Thierry Frémaux, general director of the festival, likes to get things going with a mainstream feature. “It’s tradition,” he says.
Tradition. That’s important for the Cannes Festival.
“We want to support old filmmakers too,” Frémaux insists.
Not that 73-year-old Scott is that old. Filmmakers are eternal. At least some are.
Frémaux considers that it’s not a director’s age that’s important in the creative process of cinema. And it doesn’t matter in the Cannes competition, either.
“My dream is not to have any credits in the films,” so that the audience judges by quality not by names, he says.
Cannes is of course an international festival, but Frémaux doesn’t like to categorise or label the films selected.
Take for example how he describes the selection of a film by a director from Chad, Mahmet-Saleh Haroun.
“I don’t want to make any difference because he comes from Africa. He is a filmmaker amongst others. His film is very good. It’s also part of our mission to put new names on the map, and I hope that either he or Sergei Loznitsa who is from Ukraine, who is totally new, will impress as we’ve been impressed.”

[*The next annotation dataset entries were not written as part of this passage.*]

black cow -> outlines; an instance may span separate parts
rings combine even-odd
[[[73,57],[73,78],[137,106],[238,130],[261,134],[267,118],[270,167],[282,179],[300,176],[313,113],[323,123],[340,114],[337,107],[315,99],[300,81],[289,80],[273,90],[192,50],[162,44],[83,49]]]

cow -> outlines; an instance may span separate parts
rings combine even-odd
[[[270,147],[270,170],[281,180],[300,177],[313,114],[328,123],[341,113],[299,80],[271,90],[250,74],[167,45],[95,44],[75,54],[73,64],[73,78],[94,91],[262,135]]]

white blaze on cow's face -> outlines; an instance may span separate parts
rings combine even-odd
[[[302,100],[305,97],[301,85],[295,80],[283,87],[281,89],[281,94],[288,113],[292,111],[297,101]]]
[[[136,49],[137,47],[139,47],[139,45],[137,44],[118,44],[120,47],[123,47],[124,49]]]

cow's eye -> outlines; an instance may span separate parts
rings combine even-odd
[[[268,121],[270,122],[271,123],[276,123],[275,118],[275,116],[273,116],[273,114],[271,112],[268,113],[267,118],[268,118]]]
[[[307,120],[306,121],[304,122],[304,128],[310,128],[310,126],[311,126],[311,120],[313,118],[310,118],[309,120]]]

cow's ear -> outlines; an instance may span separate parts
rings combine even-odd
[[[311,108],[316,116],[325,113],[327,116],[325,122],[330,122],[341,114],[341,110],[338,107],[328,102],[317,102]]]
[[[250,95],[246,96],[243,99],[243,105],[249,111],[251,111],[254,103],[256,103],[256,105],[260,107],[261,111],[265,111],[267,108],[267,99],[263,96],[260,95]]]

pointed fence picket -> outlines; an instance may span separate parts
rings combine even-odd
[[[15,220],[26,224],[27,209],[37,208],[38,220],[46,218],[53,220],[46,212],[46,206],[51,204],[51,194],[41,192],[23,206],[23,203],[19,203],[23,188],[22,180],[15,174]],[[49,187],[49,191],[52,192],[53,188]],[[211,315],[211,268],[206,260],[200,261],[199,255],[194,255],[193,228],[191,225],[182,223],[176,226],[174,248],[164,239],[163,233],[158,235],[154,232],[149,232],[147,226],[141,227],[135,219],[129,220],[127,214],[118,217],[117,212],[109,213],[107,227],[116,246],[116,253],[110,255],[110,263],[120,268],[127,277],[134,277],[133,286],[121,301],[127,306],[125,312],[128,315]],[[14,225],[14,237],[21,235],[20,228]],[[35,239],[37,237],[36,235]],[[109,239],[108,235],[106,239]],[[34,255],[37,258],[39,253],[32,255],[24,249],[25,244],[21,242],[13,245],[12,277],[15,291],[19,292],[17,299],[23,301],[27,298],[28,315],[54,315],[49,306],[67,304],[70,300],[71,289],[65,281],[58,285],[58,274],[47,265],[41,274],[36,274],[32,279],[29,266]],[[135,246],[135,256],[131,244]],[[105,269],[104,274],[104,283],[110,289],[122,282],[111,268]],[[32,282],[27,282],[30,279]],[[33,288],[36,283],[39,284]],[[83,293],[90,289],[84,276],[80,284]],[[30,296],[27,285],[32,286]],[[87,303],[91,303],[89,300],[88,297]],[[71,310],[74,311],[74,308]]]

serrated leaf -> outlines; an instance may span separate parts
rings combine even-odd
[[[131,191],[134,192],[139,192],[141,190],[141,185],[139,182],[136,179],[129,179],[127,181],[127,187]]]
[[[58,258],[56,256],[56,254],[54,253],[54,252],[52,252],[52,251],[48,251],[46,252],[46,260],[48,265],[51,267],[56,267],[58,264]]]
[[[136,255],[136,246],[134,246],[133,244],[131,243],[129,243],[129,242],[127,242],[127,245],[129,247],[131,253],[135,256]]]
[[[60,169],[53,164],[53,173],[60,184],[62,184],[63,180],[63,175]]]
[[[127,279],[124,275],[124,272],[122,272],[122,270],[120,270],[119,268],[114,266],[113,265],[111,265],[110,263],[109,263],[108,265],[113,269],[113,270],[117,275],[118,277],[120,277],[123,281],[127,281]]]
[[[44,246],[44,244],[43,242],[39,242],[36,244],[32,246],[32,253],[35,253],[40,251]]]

In the main competition, there are, however, three films which happen to be French - Tournée directed by Mathieu Almaric, La Princesse de Montpensier by Bertrand Tavernier and Des hommes et des dieux by Xavier Beauvois.
That is rare, it seems.
“French cinema this year is very good,” Frémaux declares. “In the past we used to have lots of films from the US in competition. This year there is only one ... It’s film by film that we make the selection.”